Just noting publicly something that I stumbled upon while writing a small UTF-8 decoder: this seems to be a case where the strange ungetc()
function from the C standard library, would prove useful. man 3 ungetc
reads (emphasis mine):
ungetc()
pushes c back to stream, cast tounsigned char
, where it is available for subsequent read operations. Pushed-back characters will be returned in reverse order; only one pushback is guaranteed.

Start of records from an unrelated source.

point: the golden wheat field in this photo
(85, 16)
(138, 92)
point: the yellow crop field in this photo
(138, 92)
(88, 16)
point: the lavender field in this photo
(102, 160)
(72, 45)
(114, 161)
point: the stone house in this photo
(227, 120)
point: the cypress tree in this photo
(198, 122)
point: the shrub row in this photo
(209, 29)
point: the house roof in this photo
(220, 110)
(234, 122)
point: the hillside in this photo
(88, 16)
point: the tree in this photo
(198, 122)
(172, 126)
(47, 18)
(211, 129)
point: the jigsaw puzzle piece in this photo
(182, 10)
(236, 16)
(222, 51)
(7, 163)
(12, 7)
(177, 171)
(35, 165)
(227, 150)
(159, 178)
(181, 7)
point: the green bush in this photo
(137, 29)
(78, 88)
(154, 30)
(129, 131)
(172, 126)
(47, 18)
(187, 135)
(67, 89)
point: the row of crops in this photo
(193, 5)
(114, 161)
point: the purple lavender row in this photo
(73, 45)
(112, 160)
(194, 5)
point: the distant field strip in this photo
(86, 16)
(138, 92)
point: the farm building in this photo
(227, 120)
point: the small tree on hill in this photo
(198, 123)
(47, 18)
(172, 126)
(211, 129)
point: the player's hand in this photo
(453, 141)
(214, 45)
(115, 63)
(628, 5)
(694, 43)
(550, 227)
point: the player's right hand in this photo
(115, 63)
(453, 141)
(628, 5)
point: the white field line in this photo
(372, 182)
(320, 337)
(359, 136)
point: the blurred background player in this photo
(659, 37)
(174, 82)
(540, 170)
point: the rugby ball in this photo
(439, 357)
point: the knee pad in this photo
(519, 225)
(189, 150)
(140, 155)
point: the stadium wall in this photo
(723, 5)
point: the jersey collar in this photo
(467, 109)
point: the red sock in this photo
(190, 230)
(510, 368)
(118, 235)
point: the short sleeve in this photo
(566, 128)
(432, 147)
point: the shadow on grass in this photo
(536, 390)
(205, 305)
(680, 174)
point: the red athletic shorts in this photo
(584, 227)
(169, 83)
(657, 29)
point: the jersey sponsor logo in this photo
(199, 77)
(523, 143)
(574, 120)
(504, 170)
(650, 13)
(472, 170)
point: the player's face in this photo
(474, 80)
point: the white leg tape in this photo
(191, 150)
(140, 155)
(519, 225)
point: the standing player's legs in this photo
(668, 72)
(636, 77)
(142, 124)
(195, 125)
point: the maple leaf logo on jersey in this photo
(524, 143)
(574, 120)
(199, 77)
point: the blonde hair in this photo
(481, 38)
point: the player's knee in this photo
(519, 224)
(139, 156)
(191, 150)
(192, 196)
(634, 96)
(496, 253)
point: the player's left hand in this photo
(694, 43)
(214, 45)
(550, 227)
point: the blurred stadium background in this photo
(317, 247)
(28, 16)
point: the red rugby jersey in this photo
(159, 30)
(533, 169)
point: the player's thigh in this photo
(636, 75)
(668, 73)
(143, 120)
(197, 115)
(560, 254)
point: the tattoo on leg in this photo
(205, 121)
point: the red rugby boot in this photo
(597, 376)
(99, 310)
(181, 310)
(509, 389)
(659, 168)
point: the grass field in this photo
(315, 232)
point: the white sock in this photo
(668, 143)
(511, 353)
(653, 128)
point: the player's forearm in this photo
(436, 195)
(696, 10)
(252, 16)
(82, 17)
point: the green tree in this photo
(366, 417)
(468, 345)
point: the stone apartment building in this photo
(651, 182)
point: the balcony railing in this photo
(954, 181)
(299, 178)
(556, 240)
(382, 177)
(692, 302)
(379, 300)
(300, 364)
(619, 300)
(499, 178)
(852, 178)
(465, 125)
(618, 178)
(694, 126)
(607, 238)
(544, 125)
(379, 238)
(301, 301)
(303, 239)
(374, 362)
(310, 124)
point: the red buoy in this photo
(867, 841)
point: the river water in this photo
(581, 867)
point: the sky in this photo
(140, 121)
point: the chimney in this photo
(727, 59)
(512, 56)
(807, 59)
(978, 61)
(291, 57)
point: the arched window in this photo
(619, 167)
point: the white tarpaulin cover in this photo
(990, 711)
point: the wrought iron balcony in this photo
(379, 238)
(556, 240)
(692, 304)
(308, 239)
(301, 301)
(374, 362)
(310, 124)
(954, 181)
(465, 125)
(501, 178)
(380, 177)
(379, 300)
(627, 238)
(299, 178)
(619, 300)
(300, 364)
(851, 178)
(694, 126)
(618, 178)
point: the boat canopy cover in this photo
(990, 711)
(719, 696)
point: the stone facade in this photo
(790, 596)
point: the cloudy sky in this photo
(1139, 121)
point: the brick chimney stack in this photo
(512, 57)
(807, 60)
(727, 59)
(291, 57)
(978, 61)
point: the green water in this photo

In a UTF-8 decoder we need it to handle invalid UTF-8 sequences. The sequence is read byte-by-byte; if the new byte makes the current sequence invalid, then we should do something with the invalid sequence, then start decoding again from the new byte. So conceptually, we push the new byte back into the input stream (unget_char
); or, equivalently, we read from the stream it but don’t consume it (peek_char
) until we are sure to proceed with it. We never need to peek / push back more than one byte.
OCaml’s in_channel
does not have these operations. Of course one can use an additional buffer to store the maybe-read last byte, but then it is a bit annoying because (1) it requires implementation effort from the user of in_channel
, (2) it adds an abstraction on top of in_channel
(if done in a reusable way), and (3) it adds a bit of boxing. I looked at the C implementation of in_channel
a while ago: it seems to me that, considering how the input buffer is handled, it is never empty, so peek_char
could be implemented there today with near-zero implementation effort.
unget_char
is a peculiar interface indeed (what if I’m at the start of the file? what if I try to push a byte different from the last byte read?), but peek_char
feels relatively natural, and should be easy to implement (if the buffer is empty, then inputs the next chunk but do not advance the offset), only with the perhaps-surprising constraint that we cannot peek more than one byte.
My 2 cents. I guess this has been discussed before.
PS: My code is also an example where we would like to be able to produce an in_channel
wrapper that would read from a string
. Which is not possible with OCaml.
PPS: I guess some folks here might have an opinion on my handling of UTF-8.